The overall findings suggested Cronkhite-canada syndrome ,which is a rare protein-losing gastroenterocolopathy typically characterized by diffuse gastrointestinal polyposis as well as ectodermal changes such as hair loss of the scalp and body, nail dystrophy (thinning, splitting, separation from the nail bed and shedding), and skin hyperpigmentation, usually of the extremities (in particular the hands), face (including labial and buccal mucosa ) and neck, of interest, the provided clinical notes indicate that the patient has had some weight loss as well as alopecia areata progressing to the universalis variant. While the most common endoscopic appearance in the upper gastrointestinal tract is that of diffuse polyposis, mostly sessile, a second less common scenario is diffusely thickened or atrophic rather than polypoid mucosa , often raising the differential diagnosis an infiltrative neoplastic process ( especially lymphoma or linitis plastica with carcinomatosis).
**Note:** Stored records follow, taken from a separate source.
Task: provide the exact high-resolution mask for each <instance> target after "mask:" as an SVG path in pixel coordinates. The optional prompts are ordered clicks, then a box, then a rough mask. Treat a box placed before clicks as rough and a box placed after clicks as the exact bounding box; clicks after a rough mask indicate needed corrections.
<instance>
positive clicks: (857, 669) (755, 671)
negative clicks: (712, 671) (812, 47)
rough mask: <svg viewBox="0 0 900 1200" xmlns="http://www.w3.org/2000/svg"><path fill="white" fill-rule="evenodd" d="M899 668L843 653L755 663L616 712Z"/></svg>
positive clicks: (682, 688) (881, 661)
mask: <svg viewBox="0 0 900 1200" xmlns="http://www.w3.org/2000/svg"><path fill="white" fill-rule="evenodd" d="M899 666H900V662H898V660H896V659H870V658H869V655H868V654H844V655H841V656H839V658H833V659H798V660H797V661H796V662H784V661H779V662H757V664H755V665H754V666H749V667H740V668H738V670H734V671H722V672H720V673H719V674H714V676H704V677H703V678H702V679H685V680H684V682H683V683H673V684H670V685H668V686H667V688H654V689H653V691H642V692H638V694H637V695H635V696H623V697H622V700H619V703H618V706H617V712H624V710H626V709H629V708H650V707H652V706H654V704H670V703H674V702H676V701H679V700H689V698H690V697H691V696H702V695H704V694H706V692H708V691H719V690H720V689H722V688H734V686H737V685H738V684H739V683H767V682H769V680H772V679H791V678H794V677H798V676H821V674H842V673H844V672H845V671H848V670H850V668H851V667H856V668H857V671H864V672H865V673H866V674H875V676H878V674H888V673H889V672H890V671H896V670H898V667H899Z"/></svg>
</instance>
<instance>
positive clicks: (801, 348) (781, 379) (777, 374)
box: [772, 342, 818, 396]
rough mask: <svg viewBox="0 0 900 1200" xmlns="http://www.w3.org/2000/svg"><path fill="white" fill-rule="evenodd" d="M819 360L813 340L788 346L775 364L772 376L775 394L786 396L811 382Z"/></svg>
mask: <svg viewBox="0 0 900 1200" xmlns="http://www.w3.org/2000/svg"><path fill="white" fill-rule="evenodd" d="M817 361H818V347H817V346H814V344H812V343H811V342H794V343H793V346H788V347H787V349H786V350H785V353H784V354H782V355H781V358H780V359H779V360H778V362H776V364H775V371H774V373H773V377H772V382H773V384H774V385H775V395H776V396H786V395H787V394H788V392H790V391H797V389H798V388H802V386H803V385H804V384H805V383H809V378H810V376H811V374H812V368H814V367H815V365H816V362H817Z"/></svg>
Differential diagnosis includes rare hamartomatous GI polyposis (e.g. juvenile polyposis, peutz- jeghers syndrome, menetrier, multiple hyperplastic polyposis and eosinophilic gastroduodenitis. The hermartamous GI polyposis are considered unlikely in view of the lack of the polyps in stomach on endoscopy, the diffuse nature of the disease, and the presence of marked villous atrophy in the duodenum.
Menetrier disease is also unlikely as it typically spared the antrum and does not involve the antrum, but they are seldom so numerous as to diffusely involve the entire stomach. Eosinophilic gastroduodenitis is considered due to the prominent number of eosinophils; however , it does not usually exhibit this degree of lamina propria edema as well as the described architectural abnormalities, no peripheral eosinophilia is noted in the patients bloodwork.